ATLANTA - Georgia officials report three cases of a rare polio-like illness in young children, and the Centers for Disease Control and Prevention warn cases have spiked nationwide.
Of the 127 reported cases in 2018, federal officials said 62 have been confirmed as acute flaccid myelitis, or AFM.
Ninety percent of patients are children. The CDC said the average age of patients nationwide is four years old. The three children affected in Georgia are also in that age range, state officials said.
The rare illness affects the nervous system and spinal cord, causing muscle-weakness and reflexes in the body to weaken.
Doctors with the CDC said, though the rise of cases is concerning and the illness alarming, the risk of contraction is less than one in a million.
This week, the Georgia Department of Public Health confirmed its third case and said its reviewing two more similar cases.
The CDC says AFM’s cause can vary from a virus to environmental toxins to genetic disorders. Treatments may vary from case to case.

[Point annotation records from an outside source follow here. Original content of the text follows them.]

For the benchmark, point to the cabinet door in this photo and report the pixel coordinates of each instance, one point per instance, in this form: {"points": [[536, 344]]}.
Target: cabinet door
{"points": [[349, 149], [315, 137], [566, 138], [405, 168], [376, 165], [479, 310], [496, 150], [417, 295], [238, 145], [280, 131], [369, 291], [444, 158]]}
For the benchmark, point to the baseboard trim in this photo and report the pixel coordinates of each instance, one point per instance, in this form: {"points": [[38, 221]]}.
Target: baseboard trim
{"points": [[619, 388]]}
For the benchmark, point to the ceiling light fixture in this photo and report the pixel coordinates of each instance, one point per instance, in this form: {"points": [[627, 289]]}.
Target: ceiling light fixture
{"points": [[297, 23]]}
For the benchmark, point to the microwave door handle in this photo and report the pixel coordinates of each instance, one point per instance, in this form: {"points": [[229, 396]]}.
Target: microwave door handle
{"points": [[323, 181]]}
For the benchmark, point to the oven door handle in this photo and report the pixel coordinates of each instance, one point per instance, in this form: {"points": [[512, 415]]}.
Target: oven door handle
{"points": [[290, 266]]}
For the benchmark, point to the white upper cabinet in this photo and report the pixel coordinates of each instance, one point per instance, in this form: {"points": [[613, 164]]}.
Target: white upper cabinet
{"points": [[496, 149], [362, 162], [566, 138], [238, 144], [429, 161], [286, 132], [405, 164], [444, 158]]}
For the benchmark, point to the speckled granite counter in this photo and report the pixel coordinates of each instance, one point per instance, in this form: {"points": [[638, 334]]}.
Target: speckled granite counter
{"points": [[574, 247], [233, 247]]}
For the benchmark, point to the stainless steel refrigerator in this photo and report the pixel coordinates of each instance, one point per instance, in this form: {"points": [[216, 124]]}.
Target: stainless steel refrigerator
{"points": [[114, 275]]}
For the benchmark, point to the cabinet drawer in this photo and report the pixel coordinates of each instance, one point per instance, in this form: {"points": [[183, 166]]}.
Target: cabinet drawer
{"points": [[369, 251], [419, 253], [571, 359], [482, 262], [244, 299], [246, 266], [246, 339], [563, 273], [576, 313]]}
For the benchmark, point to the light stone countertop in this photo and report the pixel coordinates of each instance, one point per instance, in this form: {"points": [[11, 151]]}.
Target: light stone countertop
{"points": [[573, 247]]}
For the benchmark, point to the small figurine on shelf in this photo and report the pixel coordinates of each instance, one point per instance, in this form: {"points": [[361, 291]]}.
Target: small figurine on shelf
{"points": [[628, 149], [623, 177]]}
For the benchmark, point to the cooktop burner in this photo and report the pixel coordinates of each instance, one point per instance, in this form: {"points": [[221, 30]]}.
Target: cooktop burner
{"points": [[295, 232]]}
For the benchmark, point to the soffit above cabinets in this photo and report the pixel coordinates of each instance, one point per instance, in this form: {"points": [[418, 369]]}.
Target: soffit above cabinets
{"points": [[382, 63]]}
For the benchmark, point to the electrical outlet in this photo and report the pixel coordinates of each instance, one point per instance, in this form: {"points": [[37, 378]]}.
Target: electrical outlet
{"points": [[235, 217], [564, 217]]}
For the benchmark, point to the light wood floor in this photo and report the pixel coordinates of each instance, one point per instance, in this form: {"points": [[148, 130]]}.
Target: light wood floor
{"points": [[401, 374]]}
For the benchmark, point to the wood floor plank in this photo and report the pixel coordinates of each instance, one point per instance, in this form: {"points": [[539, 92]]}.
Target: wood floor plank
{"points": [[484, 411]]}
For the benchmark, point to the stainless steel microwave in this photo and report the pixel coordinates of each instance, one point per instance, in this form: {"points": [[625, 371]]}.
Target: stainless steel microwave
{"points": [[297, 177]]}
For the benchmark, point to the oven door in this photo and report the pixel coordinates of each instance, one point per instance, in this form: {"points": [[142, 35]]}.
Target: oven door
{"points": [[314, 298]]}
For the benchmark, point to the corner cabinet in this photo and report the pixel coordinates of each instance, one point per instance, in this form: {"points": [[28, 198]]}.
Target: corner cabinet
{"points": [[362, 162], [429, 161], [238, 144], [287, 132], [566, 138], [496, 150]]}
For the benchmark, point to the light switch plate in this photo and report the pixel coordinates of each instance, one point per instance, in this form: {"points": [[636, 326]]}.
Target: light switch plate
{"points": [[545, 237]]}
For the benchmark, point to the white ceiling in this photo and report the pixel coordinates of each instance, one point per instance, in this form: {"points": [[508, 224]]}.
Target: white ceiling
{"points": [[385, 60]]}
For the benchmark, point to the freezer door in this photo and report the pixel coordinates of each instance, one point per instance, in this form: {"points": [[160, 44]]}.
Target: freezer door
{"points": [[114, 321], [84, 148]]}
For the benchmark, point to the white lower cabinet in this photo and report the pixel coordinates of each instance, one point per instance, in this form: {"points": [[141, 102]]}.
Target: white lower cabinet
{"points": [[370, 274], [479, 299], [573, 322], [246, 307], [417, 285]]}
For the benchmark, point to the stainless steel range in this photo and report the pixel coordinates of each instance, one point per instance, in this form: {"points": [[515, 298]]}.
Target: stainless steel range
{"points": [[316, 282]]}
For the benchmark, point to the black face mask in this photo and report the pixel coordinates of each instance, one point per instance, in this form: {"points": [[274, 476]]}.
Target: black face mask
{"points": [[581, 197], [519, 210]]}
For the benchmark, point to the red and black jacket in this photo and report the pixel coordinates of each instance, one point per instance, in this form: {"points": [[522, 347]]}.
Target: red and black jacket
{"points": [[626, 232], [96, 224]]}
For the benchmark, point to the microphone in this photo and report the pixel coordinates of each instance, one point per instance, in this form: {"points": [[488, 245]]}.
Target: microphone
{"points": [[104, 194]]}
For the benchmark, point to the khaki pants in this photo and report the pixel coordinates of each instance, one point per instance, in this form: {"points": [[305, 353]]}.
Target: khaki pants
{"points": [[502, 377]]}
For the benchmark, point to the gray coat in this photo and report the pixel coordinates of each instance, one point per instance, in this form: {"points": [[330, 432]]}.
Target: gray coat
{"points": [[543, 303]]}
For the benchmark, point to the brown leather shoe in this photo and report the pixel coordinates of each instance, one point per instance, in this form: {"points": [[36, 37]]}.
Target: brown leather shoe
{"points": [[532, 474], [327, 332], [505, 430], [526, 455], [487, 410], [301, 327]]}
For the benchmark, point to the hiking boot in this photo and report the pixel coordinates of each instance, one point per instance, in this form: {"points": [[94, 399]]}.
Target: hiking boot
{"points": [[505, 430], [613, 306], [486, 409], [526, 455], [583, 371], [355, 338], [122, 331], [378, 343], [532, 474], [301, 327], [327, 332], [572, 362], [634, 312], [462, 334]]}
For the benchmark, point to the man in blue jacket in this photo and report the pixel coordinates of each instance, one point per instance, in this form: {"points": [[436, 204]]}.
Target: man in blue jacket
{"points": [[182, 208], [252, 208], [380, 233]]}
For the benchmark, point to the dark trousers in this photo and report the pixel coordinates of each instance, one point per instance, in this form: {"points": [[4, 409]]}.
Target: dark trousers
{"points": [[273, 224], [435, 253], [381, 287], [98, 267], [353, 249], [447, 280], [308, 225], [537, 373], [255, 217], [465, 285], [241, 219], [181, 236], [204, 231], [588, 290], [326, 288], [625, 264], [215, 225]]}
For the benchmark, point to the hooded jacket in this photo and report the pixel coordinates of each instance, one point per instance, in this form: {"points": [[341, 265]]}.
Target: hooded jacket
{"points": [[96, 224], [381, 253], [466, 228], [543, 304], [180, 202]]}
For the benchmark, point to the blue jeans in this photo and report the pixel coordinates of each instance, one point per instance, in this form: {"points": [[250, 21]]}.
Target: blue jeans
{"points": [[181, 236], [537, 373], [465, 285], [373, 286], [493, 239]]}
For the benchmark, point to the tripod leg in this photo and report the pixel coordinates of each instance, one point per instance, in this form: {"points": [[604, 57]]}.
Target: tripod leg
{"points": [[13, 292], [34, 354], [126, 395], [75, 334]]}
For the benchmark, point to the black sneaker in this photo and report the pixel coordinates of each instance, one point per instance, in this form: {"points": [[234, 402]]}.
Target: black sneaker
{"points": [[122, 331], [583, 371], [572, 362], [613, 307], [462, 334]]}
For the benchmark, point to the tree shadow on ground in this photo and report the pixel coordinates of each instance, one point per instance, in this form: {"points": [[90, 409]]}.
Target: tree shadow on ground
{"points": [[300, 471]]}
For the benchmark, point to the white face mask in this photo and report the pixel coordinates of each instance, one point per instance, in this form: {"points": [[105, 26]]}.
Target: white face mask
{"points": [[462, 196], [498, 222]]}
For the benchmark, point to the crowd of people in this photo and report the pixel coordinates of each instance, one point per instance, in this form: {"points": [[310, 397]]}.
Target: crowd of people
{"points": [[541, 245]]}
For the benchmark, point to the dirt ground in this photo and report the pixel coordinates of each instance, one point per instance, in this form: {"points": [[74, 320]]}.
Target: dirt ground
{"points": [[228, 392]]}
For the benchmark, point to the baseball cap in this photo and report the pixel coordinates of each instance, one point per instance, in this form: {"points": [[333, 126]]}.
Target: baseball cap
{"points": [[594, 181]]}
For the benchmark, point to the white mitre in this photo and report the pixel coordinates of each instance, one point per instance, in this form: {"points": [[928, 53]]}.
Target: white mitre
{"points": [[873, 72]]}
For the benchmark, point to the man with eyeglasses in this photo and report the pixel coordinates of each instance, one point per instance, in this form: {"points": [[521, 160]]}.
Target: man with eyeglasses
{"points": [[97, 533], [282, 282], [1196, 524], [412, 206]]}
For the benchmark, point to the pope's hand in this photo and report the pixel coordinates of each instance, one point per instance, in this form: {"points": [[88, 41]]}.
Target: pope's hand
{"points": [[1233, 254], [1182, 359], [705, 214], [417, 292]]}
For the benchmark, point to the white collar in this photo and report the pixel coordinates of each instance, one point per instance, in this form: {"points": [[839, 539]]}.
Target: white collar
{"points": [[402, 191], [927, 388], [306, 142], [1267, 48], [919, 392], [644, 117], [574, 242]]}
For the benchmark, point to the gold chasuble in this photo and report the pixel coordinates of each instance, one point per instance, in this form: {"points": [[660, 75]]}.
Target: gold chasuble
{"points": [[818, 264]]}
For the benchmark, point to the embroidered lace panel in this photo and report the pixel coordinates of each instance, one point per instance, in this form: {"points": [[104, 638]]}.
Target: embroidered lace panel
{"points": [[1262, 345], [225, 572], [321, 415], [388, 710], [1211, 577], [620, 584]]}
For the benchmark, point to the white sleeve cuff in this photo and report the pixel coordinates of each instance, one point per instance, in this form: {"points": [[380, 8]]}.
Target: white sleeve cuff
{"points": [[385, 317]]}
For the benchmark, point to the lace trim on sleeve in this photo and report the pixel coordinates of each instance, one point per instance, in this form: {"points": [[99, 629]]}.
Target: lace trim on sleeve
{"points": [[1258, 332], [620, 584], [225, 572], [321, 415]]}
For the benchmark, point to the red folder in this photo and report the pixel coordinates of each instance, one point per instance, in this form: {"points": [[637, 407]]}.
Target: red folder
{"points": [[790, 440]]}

Parents are advised to remind children to practice proper hygiene, such as washing hands, covering your mouth when sneezing or coughing, staying home when sick, and making sure their child is up-to-date on their vaccinations.
Symptoms of AFM include neck weakness or stiffness, drooping eyelids or a facial droop, and difficulty swallowing or slurred speech.
As with any illness, parents should take their child into a doctor for treatment.
Earlier this month, 6 cases were reported in Minnesota, 3 in North Texas, and one in Chicago.